But what’s more important - are KoЯn still relevant?
 
Surprisingly, the answer is more or less: yes. And ‘The Nothing’ sounds like a 2019 rock album indeed. With brilliant production, thick and heavy guitar sound, JONATHAN DAVIS’ strong and varied vocals (check out how many things he tries in ‘This Loss’), it is a superbly sounding a very well balanced album.
 
‘Gravity of Discomfort’ and ‘The Darkness is Revealing’ display all that’s good and great about ‘The Nothing’ - the rhythm section (with FIELDY’s easily recognisable bass upfront), cool riffs delivered by MUNKY and HEAD, simple but effective song structures with great screams and singing by DAVIS. His vocals are indeed a high point here - no wonder it took him longer than usual (we’re talking 4-5 months) to record them.
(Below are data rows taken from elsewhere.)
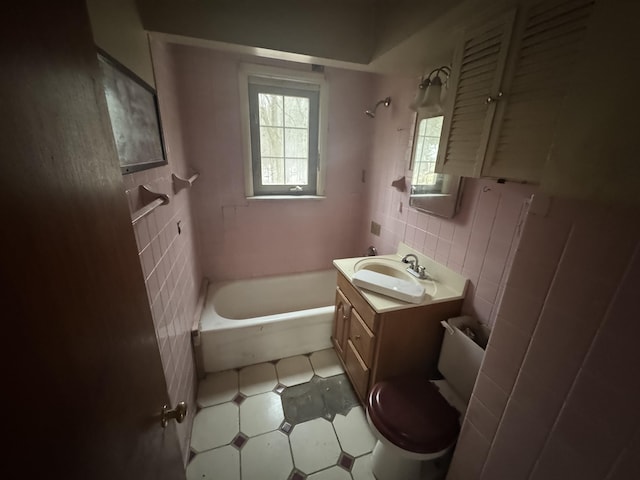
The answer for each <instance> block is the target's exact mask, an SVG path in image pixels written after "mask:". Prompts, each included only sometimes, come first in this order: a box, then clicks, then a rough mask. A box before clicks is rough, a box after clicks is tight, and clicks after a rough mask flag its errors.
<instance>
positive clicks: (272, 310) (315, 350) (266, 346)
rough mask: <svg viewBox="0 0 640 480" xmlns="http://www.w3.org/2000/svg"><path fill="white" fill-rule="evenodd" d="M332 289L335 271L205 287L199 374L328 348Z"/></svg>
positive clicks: (240, 281)
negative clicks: (204, 372)
mask: <svg viewBox="0 0 640 480" xmlns="http://www.w3.org/2000/svg"><path fill="white" fill-rule="evenodd" d="M335 289H336V272H335V270H327V271H321V272H310V273H299V274H293V275H285V276H276V277H265V278H256V279H249V280H237V281H231V282H222V283H217V284H211V285H209V288H208V291H207V296H206V300H205V305H204V308H203V311H202V315H201V317H200V325H199V334H198V337H199V341H198V343H199V348H198V350H200V352H201V353H200V355H201V360H202V368H203V369H204V372H206V373H211V372H218V371H221V370H227V369H230V368H238V367H243V366H245V365H252V364H254V363H260V362H266V361H270V360H277V359H280V358H285V357H291V356H293V355H299V354H302V353H308V352H313V351H317V350H322V349H325V348H330V347H331V339H330V337H331V323H332V321H333V311H334V301H335Z"/></svg>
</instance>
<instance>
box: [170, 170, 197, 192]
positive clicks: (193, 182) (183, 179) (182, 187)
mask: <svg viewBox="0 0 640 480" xmlns="http://www.w3.org/2000/svg"><path fill="white" fill-rule="evenodd" d="M199 176H200V174H199V173H194V174H193V175H191V176H190V177H189V178H182V177H179V176H177V175H176V174H175V173H172V174H171V178H172V179H173V192H174V193H178V192H179V191H180V190H182V189H183V188H191V186H192V185H193V183H194V182H195V181H196V180H197V179H198V177H199Z"/></svg>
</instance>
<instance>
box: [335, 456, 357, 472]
mask: <svg viewBox="0 0 640 480" xmlns="http://www.w3.org/2000/svg"><path fill="white" fill-rule="evenodd" d="M354 461H355V458H354V457H352V456H351V455H349V454H348V453H344V452H342V453H341V454H340V458H338V465H340V466H341V467H342V468H344V469H345V470H346V471H347V472H350V471H351V468H352V467H353V462H354Z"/></svg>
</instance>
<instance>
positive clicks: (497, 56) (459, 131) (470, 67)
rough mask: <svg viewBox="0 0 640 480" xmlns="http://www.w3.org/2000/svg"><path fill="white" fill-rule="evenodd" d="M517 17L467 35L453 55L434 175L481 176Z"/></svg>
mask: <svg viewBox="0 0 640 480" xmlns="http://www.w3.org/2000/svg"><path fill="white" fill-rule="evenodd" d="M514 17H515V12H509V13H507V14H505V15H502V16H500V17H499V18H496V19H495V20H493V21H491V22H489V23H486V24H484V25H482V26H481V27H479V28H475V29H471V30H469V31H467V32H465V35H464V39H463V42H462V44H461V45H460V46H459V47H458V49H457V51H456V56H455V58H454V60H453V68H452V72H451V78H450V83H451V85H450V86H449V89H450V92H453V94H454V95H453V97H452V98H451V99H450V100H449V101H448V102H447V107H446V109H445V114H444V123H443V127H442V135H441V137H440V146H439V148H438V160H437V163H436V172H438V173H449V174H452V175H461V176H465V177H478V176H480V174H481V172H482V164H483V162H484V158H485V154H486V150H487V146H488V141H489V133H490V131H491V125H492V122H493V116H494V113H495V108H496V107H495V105H496V102H493V101H489V102H487V99H488V98H490V97H491V98H497V96H498V95H499V92H501V84H502V77H503V73H504V69H505V65H506V62H507V53H508V48H509V42H510V39H511V32H512V29H513V22H514Z"/></svg>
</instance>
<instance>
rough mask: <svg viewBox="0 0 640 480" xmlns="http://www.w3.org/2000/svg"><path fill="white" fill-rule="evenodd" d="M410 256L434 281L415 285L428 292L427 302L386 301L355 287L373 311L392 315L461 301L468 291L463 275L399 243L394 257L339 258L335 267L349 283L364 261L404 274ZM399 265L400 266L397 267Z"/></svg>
mask: <svg viewBox="0 0 640 480" xmlns="http://www.w3.org/2000/svg"><path fill="white" fill-rule="evenodd" d="M408 253H413V254H414V255H416V256H417V257H418V263H419V264H420V265H424V266H425V268H426V271H427V273H428V274H429V276H430V277H431V278H433V281H431V280H419V279H417V278H416V279H415V281H416V282H418V283H419V284H421V285H423V286H424V288H425V291H426V294H425V298H424V300H423V301H422V302H421V303H408V302H404V301H402V300H397V299H395V298H392V297H387V296H386V295H382V294H379V293H375V292H372V291H370V290H365V289H363V288H360V287H358V286H356V285H353V283H352V285H353V287H354V288H355V289H357V290H358V291H359V292H360V293H361V294H362V296H363V297H364V298H365V300H366V301H367V302H368V303H369V305H371V306H372V307H373V309H374V310H375V311H376V312H378V313H384V312H391V311H394V310H401V309H403V308H412V307H420V306H424V305H431V304H434V303H442V302H449V301H453V300H462V299H463V298H464V296H465V294H466V291H467V284H468V280H467V279H466V278H464V277H462V276H461V275H460V274H458V273H456V272H454V271H453V270H451V269H449V268H447V267H445V266H444V265H442V264H440V263H437V262H436V261H435V260H433V259H432V258H430V257H427V256H426V255H424V254H422V253H419V252H416V251H414V250H412V249H411V248H410V247H408V246H407V245H405V244H404V243H400V245H399V246H398V252H397V253H395V254H392V255H378V256H375V257H354V258H340V259H336V260H334V261H333V265H334V266H335V267H336V268H337V269H338V271H340V273H342V274H343V275H344V276H345V277H346V278H347V280H349V282H352V278H353V275H354V273H355V272H356V268H357V267H356V264H358V263H359V262H361V261H362V260H367V261H372V262H375V261H376V260H380V261H381V263H385V264H389V265H393V266H395V267H397V268H398V269H402V270H405V269H406V267H407V265H406V264H403V263H402V261H401V260H402V257H404V256H405V255H406V254H408ZM396 262H397V265H396Z"/></svg>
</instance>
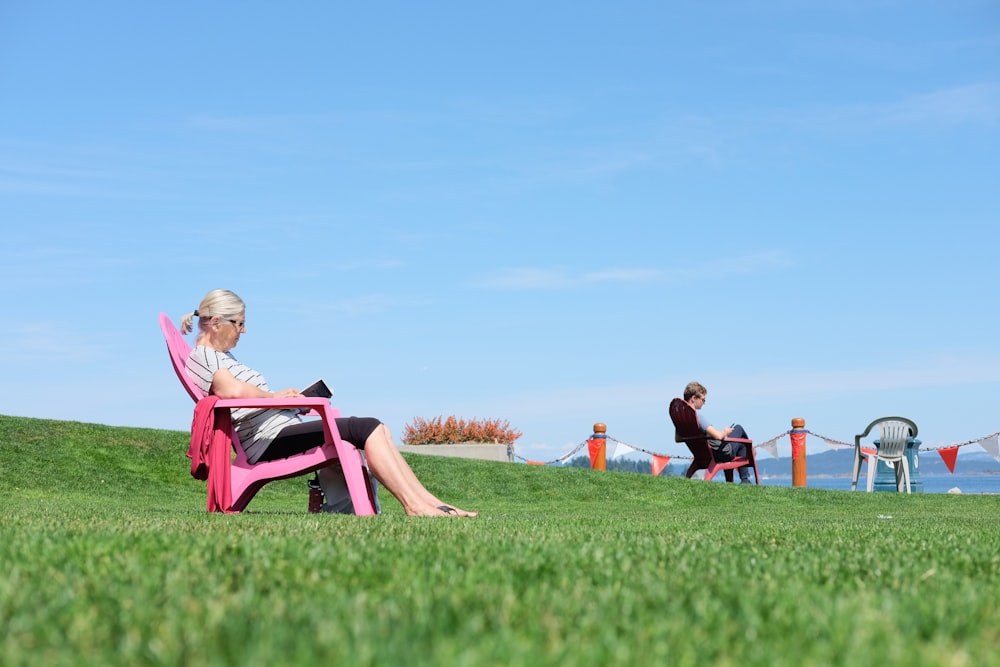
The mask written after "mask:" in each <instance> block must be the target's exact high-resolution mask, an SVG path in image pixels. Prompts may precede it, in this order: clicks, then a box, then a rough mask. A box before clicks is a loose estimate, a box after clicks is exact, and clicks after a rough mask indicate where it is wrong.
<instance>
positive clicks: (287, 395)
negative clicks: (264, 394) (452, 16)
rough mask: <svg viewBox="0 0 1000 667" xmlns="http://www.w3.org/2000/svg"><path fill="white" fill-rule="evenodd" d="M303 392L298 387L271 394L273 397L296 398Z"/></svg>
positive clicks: (281, 390) (277, 391)
mask: <svg viewBox="0 0 1000 667" xmlns="http://www.w3.org/2000/svg"><path fill="white" fill-rule="evenodd" d="M301 395H302V392H301V391H299V390H298V389H283V390H281V391H276V392H273V393H272V394H271V397H272V398H296V397H298V396H301Z"/></svg>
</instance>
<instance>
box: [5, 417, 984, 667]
mask: <svg viewBox="0 0 1000 667" xmlns="http://www.w3.org/2000/svg"><path fill="white" fill-rule="evenodd" d="M186 446H187V434H185V433H178V432H172V431H156V430H146V429H126V428H111V427H106V426H100V425H94V424H81V423H66V422H57V421H46V420H33V419H22V418H15V417H3V416H0V462H2V463H0V465H2V469H0V470H2V472H0V562H2V563H3V564H4V568H5V571H6V574H5V575H3V576H2V577H0V622H2V623H3V626H4V628H5V633H4V637H3V639H2V640H0V665H4V666H5V667H8V666H10V667H13V666H17V665H39V664H44V665H112V664H121V665H185V666H199V665H231V664H239V665H271V666H273V665H302V664H314V663H323V664H351V665H391V664H401V665H532V666H535V665H560V666H562V665H574V666H576V665H584V666H586V665H601V666H605V665H637V664H639V665H653V664H657V665H659V664H663V665H769V666H774V665H852V666H854V665H862V666H863V665H882V664H911V665H977V666H978V665H987V666H989V665H1000V658H998V657H997V653H996V650H995V647H996V646H997V645H998V642H1000V609H998V605H997V604H996V600H997V599H998V598H1000V557H998V555H997V554H998V553H1000V550H998V546H1000V530H998V527H1000V526H998V523H1000V497H998V496H949V495H946V494H922V495H913V496H906V495H900V494H888V493H882V494H851V493H846V492H837V491H824V490H820V489H808V488H807V489H792V488H786V487H744V486H740V485H723V484H707V483H704V482H700V481H697V480H686V479H681V478H676V477H671V478H663V477H660V478H654V477H651V476H643V475H634V474H628V473H598V472H594V471H591V470H585V469H572V468H540V467H536V466H526V465H514V464H507V463H493V462H486V461H465V460H459V459H448V458H439V457H433V456H412V457H409V458H408V460H409V461H410V463H411V465H412V466H413V467H414V469H415V471H416V472H417V475H418V476H419V477H420V478H421V479H422V480H424V482H425V483H426V484H427V486H428V487H430V488H432V489H433V490H435V491H436V492H438V493H439V494H440V495H441V496H442V497H445V498H448V499H453V500H454V502H456V503H457V504H459V505H462V506H465V507H470V508H475V509H479V510H480V511H481V512H482V516H480V517H479V518H478V519H472V520H457V519H413V518H409V517H406V516H405V515H403V513H402V511H401V509H400V508H399V505H398V504H397V503H396V502H395V501H394V500H392V499H391V497H389V496H387V495H383V497H382V504H383V509H384V511H385V513H384V514H383V515H382V516H379V517H351V516H333V515H331V516H327V515H314V514H308V513H307V512H306V502H307V493H306V487H305V482H304V480H302V479H299V480H286V481H283V482H279V483H276V484H272V485H270V486H268V487H267V488H265V489H264V491H262V492H261V493H260V494H259V495H258V497H257V498H255V499H254V501H253V502H252V503H251V504H250V506H249V508H248V511H247V512H245V513H243V514H240V515H209V514H207V513H206V512H205V511H204V503H205V490H204V484H203V483H201V482H197V481H196V480H193V479H192V478H191V477H190V475H189V473H188V461H187V459H186V458H185V457H184V451H185V450H186ZM383 493H384V492H383Z"/></svg>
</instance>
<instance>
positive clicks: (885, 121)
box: [783, 82, 1000, 134]
mask: <svg viewBox="0 0 1000 667" xmlns="http://www.w3.org/2000/svg"><path fill="white" fill-rule="evenodd" d="M783 120H784V121H787V122H790V123H792V124H797V125H799V126H800V127H807V128H810V129H813V130H816V131H823V132H836V133H845V132H846V133H850V134H857V133H866V132H874V131H893V130H897V131H908V130H926V129H940V128H942V127H957V126H966V125H995V124H997V122H998V121H1000V84H998V83H994V82H986V83H977V84H969V85H963V86H955V87H951V88H942V89H939V90H933V91H929V92H924V93H919V94H914V95H909V96H907V97H903V98H900V99H896V100H887V101H881V102H861V103H853V104H844V105H839V106H830V107H826V108H823V109H815V110H811V111H803V112H801V113H794V114H787V115H786V117H785V118H784V119H783Z"/></svg>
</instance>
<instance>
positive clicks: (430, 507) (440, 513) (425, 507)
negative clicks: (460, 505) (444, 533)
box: [406, 505, 479, 517]
mask: <svg viewBox="0 0 1000 667" xmlns="http://www.w3.org/2000/svg"><path fill="white" fill-rule="evenodd" d="M406 513H407V514H408V515H410V516H446V517H473V516H479V512H468V511H466V510H463V509H458V508H457V507H452V506H451V505H438V506H436V507H435V506H433V505H429V506H427V507H422V508H420V509H414V510H408V511H407V512H406Z"/></svg>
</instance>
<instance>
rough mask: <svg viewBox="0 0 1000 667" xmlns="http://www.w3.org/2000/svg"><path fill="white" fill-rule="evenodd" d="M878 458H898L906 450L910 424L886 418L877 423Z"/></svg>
mask: <svg viewBox="0 0 1000 667" xmlns="http://www.w3.org/2000/svg"><path fill="white" fill-rule="evenodd" d="M878 431H879V439H878V455H879V458H886V459H899V458H902V457H903V454H904V453H905V452H906V441H907V439H908V438H909V437H910V425H909V424H907V423H906V422H901V421H896V420H888V421H884V422H879V425H878Z"/></svg>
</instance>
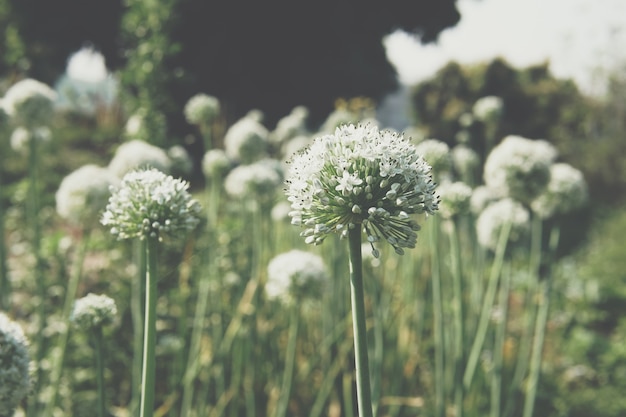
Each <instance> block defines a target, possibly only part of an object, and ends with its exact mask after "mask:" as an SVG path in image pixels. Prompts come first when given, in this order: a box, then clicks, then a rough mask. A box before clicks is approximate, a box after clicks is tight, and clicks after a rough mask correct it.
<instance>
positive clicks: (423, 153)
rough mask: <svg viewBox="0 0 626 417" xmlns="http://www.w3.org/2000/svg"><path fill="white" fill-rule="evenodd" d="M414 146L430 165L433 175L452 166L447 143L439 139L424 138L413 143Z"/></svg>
mask: <svg viewBox="0 0 626 417" xmlns="http://www.w3.org/2000/svg"><path fill="white" fill-rule="evenodd" d="M415 148H416V149H417V152H418V153H419V154H420V155H422V158H424V160H425V161H426V162H428V164H429V165H430V166H431V167H432V170H433V174H434V175H439V174H442V173H446V172H449V171H450V169H451V168H452V156H451V154H450V147H449V146H448V144H447V143H445V142H443V141H440V140H439V139H425V140H423V141H421V142H420V143H418V144H417V145H415Z"/></svg>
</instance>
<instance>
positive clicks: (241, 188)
mask: <svg viewBox="0 0 626 417" xmlns="http://www.w3.org/2000/svg"><path fill="white" fill-rule="evenodd" d="M282 181H283V178H282V176H281V175H280V174H279V172H278V170H277V169H276V166H274V165H272V164H270V163H267V162H265V161H264V160H261V161H258V162H255V163H253V164H249V165H239V166H238V167H236V168H234V169H233V170H232V171H230V172H229V173H228V175H227V176H226V179H225V180H224V188H225V189H226V193H228V195H230V196H231V197H235V198H239V199H242V198H246V197H252V198H254V199H256V200H258V201H261V202H271V201H272V197H273V196H274V195H275V193H276V189H277V187H278V186H279V185H280V184H281V183H282Z"/></svg>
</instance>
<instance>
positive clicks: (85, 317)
mask: <svg viewBox="0 0 626 417" xmlns="http://www.w3.org/2000/svg"><path fill="white" fill-rule="evenodd" d="M116 315H117V306H116V305H115V301H114V300H113V299H112V298H110V297H108V296H106V295H96V294H92V293H89V294H87V295H86V296H84V297H83V298H79V299H78V300H76V301H74V309H73V310H72V315H71V316H70V321H71V322H72V323H74V324H75V325H76V326H78V327H80V328H81V329H82V330H84V331H91V330H93V329H95V328H97V327H101V326H104V325H107V324H111V323H112V322H113V320H114V319H115V316H116Z"/></svg>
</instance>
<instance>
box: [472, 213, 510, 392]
mask: <svg viewBox="0 0 626 417" xmlns="http://www.w3.org/2000/svg"><path fill="white" fill-rule="evenodd" d="M511 226H512V224H511V222H507V223H505V225H504V227H502V230H501V231H500V237H499V240H498V246H497V248H496V254H495V258H494V261H493V265H492V266H491V273H490V275H489V282H488V283H487V290H486V292H485V298H484V300H483V305H482V309H481V312H480V318H479V320H478V327H477V329H476V336H475V337H474V342H473V344H472V349H471V350H470V354H469V357H468V360H467V366H466V368H465V374H464V375H463V386H464V387H465V390H466V391H467V390H469V388H470V386H471V384H472V379H473V378H474V372H475V371H476V366H477V365H478V359H479V357H480V352H481V351H482V348H483V344H484V343H485V336H486V335H487V327H488V325H489V318H490V317H491V309H492V307H493V303H494V300H495V297H496V289H497V288H498V281H499V279H500V272H501V271H502V264H503V263H504V255H505V253H506V247H507V243H508V240H509V234H510V232H511Z"/></svg>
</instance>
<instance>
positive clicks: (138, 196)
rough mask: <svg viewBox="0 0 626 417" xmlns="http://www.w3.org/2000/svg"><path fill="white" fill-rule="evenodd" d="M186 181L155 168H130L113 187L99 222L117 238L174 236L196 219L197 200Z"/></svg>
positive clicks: (179, 233)
mask: <svg viewBox="0 0 626 417" xmlns="http://www.w3.org/2000/svg"><path fill="white" fill-rule="evenodd" d="M188 188H189V183H187V182H186V181H182V180H179V179H174V178H173V177H172V176H169V175H166V174H164V173H162V172H160V171H158V170H156V169H148V170H138V171H131V172H129V173H128V174H126V175H125V176H124V178H122V182H121V184H120V186H119V187H113V188H112V192H113V194H112V195H111V197H110V198H109V204H108V205H107V207H106V211H105V212H104V214H103V216H102V219H101V223H102V224H103V225H105V226H109V227H110V228H111V233H112V234H113V235H115V236H117V238H118V239H131V238H139V239H145V238H157V239H159V240H162V239H163V236H164V235H171V236H176V235H178V234H181V233H186V232H189V231H191V230H193V229H194V228H195V227H196V225H197V224H198V223H199V217H200V204H199V203H198V202H197V201H196V200H194V199H193V198H192V197H191V195H190V194H189V192H188V191H187V190H188Z"/></svg>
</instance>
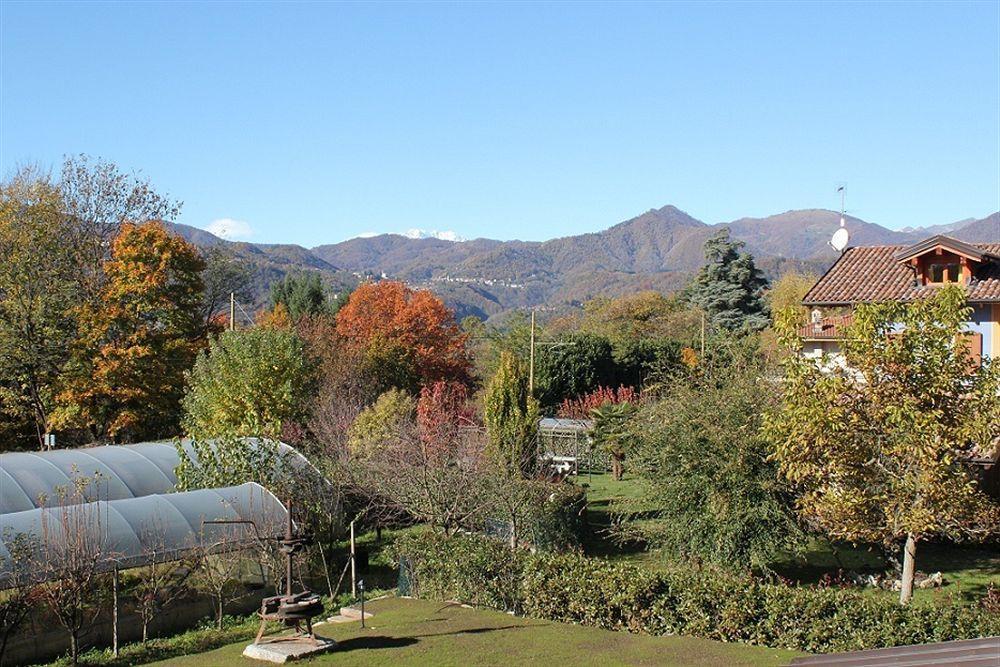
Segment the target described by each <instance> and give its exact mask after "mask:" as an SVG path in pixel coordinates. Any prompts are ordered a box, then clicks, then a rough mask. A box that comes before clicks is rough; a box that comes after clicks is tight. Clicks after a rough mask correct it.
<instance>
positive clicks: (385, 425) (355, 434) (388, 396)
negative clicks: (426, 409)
mask: <svg viewBox="0 0 1000 667" xmlns="http://www.w3.org/2000/svg"><path fill="white" fill-rule="evenodd" d="M415 410H416V401H415V400H414V399H413V397H412V396H410V395H409V394H408V393H406V392H405V391H401V390H399V389H390V390H389V391H387V392H385V393H384V394H382V395H381V396H379V397H378V399H377V400H376V401H375V402H374V403H373V404H371V405H370V406H368V407H367V408H365V409H364V410H362V411H361V413H360V414H359V415H358V417H357V419H355V420H354V423H353V424H351V427H350V429H349V431H348V440H347V446H348V448H349V450H350V452H351V454H352V455H354V456H355V457H358V458H367V457H371V456H380V455H381V448H382V447H383V446H384V445H385V444H386V443H387V442H389V441H390V440H392V439H393V438H397V437H399V434H400V433H401V432H403V431H404V430H407V425H408V424H410V423H411V422H412V421H413V418H414V415H415Z"/></svg>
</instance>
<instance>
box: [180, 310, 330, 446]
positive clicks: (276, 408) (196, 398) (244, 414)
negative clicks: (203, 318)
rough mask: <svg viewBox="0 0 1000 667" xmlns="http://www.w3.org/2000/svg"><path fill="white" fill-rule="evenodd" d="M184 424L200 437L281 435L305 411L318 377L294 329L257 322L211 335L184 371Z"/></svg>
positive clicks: (266, 435) (276, 436)
mask: <svg viewBox="0 0 1000 667" xmlns="http://www.w3.org/2000/svg"><path fill="white" fill-rule="evenodd" d="M186 380H187V385H188V388H187V391H186V393H185V395H184V399H183V406H184V417H183V422H182V425H183V427H184V430H185V432H186V433H188V434H189V435H191V436H192V437H194V438H196V439H210V438H220V437H240V436H256V437H263V438H272V439H277V438H279V437H280V436H281V433H282V428H283V427H284V426H285V425H288V424H290V423H297V422H303V421H304V420H305V418H306V417H307V409H308V406H309V397H310V395H311V387H312V384H313V381H314V378H313V375H312V365H311V363H310V361H309V359H308V358H307V357H306V354H305V349H304V346H303V343H302V340H301V339H300V338H299V337H298V335H297V334H296V333H295V332H294V331H290V330H286V329H281V328H272V327H253V328H250V329H240V330H236V331H226V332H224V333H223V334H221V335H220V336H218V337H216V338H213V339H212V340H211V342H210V343H209V347H208V349H207V350H205V351H204V352H202V353H201V354H200V355H198V358H197V360H196V361H195V363H194V367H193V368H192V369H191V371H190V372H189V373H188V374H187V375H186Z"/></svg>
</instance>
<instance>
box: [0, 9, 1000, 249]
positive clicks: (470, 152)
mask: <svg viewBox="0 0 1000 667" xmlns="http://www.w3.org/2000/svg"><path fill="white" fill-rule="evenodd" d="M0 12H2V16H0V38H2V44H0V56H2V62H0V74H2V82H0V95H2V97H0V171H2V172H3V173H4V174H9V173H10V172H11V170H12V169H14V168H15V167H16V166H17V165H18V164H23V163H26V162H33V163H40V164H42V165H44V166H51V167H57V166H58V164H59V163H60V161H61V156H62V155H63V154H67V153H79V152H85V153H89V154H91V155H95V156H101V157H104V158H106V159H110V160H113V161H115V162H116V163H118V164H119V165H120V166H122V167H123V168H125V169H127V170H141V172H142V173H143V174H144V175H145V176H147V177H149V178H150V179H151V180H152V181H153V182H154V184H155V185H156V186H157V187H158V189H160V190H161V191H166V192H169V193H170V194H171V195H173V196H175V197H176V198H178V199H181V200H183V201H184V208H183V211H182V214H181V217H180V218H179V222H183V223H186V224H190V225H195V226H199V227H208V226H209V225H210V224H211V223H212V222H213V221H216V220H220V219H230V220H236V221H240V222H242V223H245V226H246V229H244V230H243V233H245V234H246V235H247V238H248V239H249V240H253V241H257V242H290V243H300V244H303V245H307V246H312V245H318V244H320V243H328V242H336V241H339V240H342V239H345V238H348V237H351V236H355V235H358V234H361V233H365V232H402V231H405V230H407V229H410V228H421V229H434V230H452V231H454V232H455V233H457V234H459V235H461V236H463V237H477V236H487V237H493V238H522V239H533V240H535V239H545V238H551V237H556V236H564V235H568V234H577V233H582V232H587V231H595V230H598V229H602V228H604V227H607V226H610V225H611V224H614V223H616V222H619V221H621V220H624V219H627V218H629V217H632V216H633V215H636V214H639V213H641V212H642V211H645V210H647V209H649V208H654V207H659V206H662V205H665V204H674V205H676V206H678V207H680V208H682V209H684V210H686V211H687V212H689V213H690V214H692V215H694V216H695V217H697V218H699V219H701V220H704V221H706V222H710V223H714V222H721V221H727V220H731V219H733V218H736V217H740V216H744V215H750V216H763V215H769V214H772V213H778V212H781V211H785V210H788V209H795V208H836V207H837V206H838V205H839V200H838V199H837V197H836V195H835V190H836V187H837V185H838V184H840V183H842V182H846V183H847V188H848V210H849V211H850V212H852V213H853V214H855V215H857V216H859V217H862V218H864V219H866V220H869V221H872V222H877V223H880V224H883V225H886V226H889V227H896V228H898V227H904V226H910V225H927V224H936V223H944V222H951V221H954V220H957V219H961V218H966V217H981V216H983V215H986V214H988V213H991V212H992V211H995V210H997V209H1000V3H997V2H977V3H962V2H948V3H909V4H908V3H901V2H882V3H851V2H840V3H835V4H822V3H790V2H771V3H760V4H755V3H700V4H688V3H681V2H675V3H663V4H619V3H616V4H598V3H587V4H569V3H559V4H548V5H544V4H543V5H540V4H534V3H505V4H482V3H477V4H450V3H437V4H417V3H407V4H332V3H310V4H292V3H282V4H268V3H253V4H241V3H222V2H219V3H211V4H200V3H183V2H176V3H172V4H156V3H131V4H128V3H108V4H98V3H69V2H65V3H54V4H46V3H41V2H32V3H17V2H10V0H5V1H4V2H3V3H0Z"/></svg>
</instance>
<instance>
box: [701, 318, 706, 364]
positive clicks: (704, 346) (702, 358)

DAVIS’ voice is so interesting and unusual it takes 4-5 spins to really explore the vocal complexity of tracks like ‘Surrender to Failure’.
 
Mere hours after its official release, both fans and critics praised this as KoЯn’s best album in over a decade. And they weren’t wrong either. Still, that doesn’t necessarily make it a great release.
 
Even the more interesting tracks here like ‘Idiosyncrasy’ fall into the band’s main flow of sounding too much like the nu metal cliche they themselves invented. It’s inevitable to hear DAVIS singing and screaming “God is making fun of me/God is making fun of me/God is making fun of me” and not come off with the feeling you’ve heard that before. ‘Cold’, ‘The Ringmaster’, ‘Finally Free’ and ’H@rd3r’ are anything but inventive - they’re so run-of-the-mill KoЯn tracks, their predictability is almost too much to take.
 
As is always the case with KoЯn, themes within ‘The Nothing’ include depression, loss of loved ones, self-flagellation, alienation and loneliness. Things could hardly have gone in a different direction - after all, DAVIS lost both his wife and mother within one year. Our issue with the lyrics is very different - after 26 years of crafting them, and being almost 50 himself, band singer and lyricist still uses a very simplistic, almost childish approach to writing, including too many “fucks” along the way. Combine that with a few sampled (supposedly real) sobs and nervous breakdowns and you can easily imagine how some tracks come off as too teen and devoid of real depth.